The Rare Plants Auction, held each year on the last Saturday of April at Longwood Gardens’ East Conservatory, is the center’s biggest fundraiser. Plant donors from all over the country gather and contribute unusual, newly introduced, or difficult-to-propagate specimens to this event. More than 100 volunteers regularly participate in the auction, with all proceeds benefiting the center’s Community Greening Program.

“The event itself is pretty much a microcosm of how we do everything–volunteer run, driven, and supported,” Sapko says. “It’s a tremendous amount of volunteer effort, but nets over $100,000.”

TheDCH thrives on the power of plants and people. “I feel like our mission is really important–achieving it through the efforts of community, members, and individual [volunteers] and their support,” Stephenson states. “We are an avenue to get that accomplished. We are really doing what we say we want to do.”

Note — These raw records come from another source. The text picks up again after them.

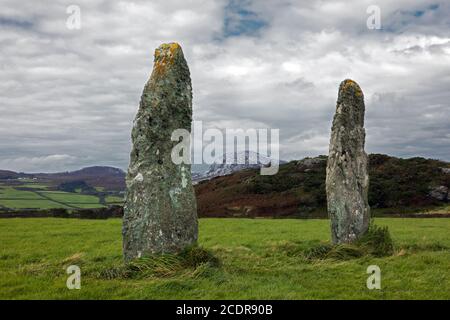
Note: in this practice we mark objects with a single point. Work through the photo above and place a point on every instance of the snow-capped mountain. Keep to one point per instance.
(242, 160)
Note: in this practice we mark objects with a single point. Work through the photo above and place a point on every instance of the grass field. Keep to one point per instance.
(37, 196)
(259, 259)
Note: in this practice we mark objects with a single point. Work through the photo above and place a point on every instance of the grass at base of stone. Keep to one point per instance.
(193, 262)
(259, 259)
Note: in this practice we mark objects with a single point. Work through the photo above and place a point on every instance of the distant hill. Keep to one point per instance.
(242, 161)
(299, 188)
(109, 178)
(6, 174)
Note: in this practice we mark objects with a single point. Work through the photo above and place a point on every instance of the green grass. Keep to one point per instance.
(259, 259)
(11, 193)
(18, 199)
(31, 204)
(68, 197)
(114, 199)
(35, 186)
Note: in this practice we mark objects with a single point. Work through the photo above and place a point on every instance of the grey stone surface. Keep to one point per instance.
(160, 212)
(347, 180)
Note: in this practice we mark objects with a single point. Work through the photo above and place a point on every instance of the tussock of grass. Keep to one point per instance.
(376, 242)
(193, 261)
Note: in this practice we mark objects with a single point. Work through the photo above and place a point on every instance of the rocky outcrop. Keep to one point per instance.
(347, 179)
(440, 193)
(160, 210)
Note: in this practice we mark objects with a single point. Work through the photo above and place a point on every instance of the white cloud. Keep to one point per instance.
(75, 92)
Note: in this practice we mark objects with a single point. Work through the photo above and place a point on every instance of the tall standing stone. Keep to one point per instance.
(347, 179)
(160, 212)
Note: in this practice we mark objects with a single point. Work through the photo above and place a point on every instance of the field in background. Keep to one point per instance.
(29, 194)
(258, 261)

Stephenson adds that the group, led by a 27-person volunteer board, likes to give its members as much creativity as possible. “They’ll approach us with something they want to do, and if we think it’s possible, we say, ‘Hey, why don’t you and a group make that happen’,” she says.

For anyone interested in helping or joining TheDCH, Stephenson says, “First and foremost, become a member, believe in what we do.” Membership with TheDCH not only offers the satisfaction that comes with beautifying the urban landscape, but also provides deals through “Discount Partners” that include botanical gardens around the country and dozens of local retailers.

On the volunteer application, participants indicate their preferred types of activities and programs, and then the center tries to accommodate those choices. Fall events include a “Winter Containers” demonstration focused on creating beautiful seasonal displays, and a workshop about how to construct a classic Thanksgiving cornucopia using autumnal materials.

Donations are also always greatly appreciated by TheDCH. Look for a link on the center’s website (thedch.org). Donations go directly to any activity, program, or chosen allocation.

Sapko concludes, “I’m really proud about how we can make a difference through greening and increasing the well-being of a community wherever we have an opportunity.”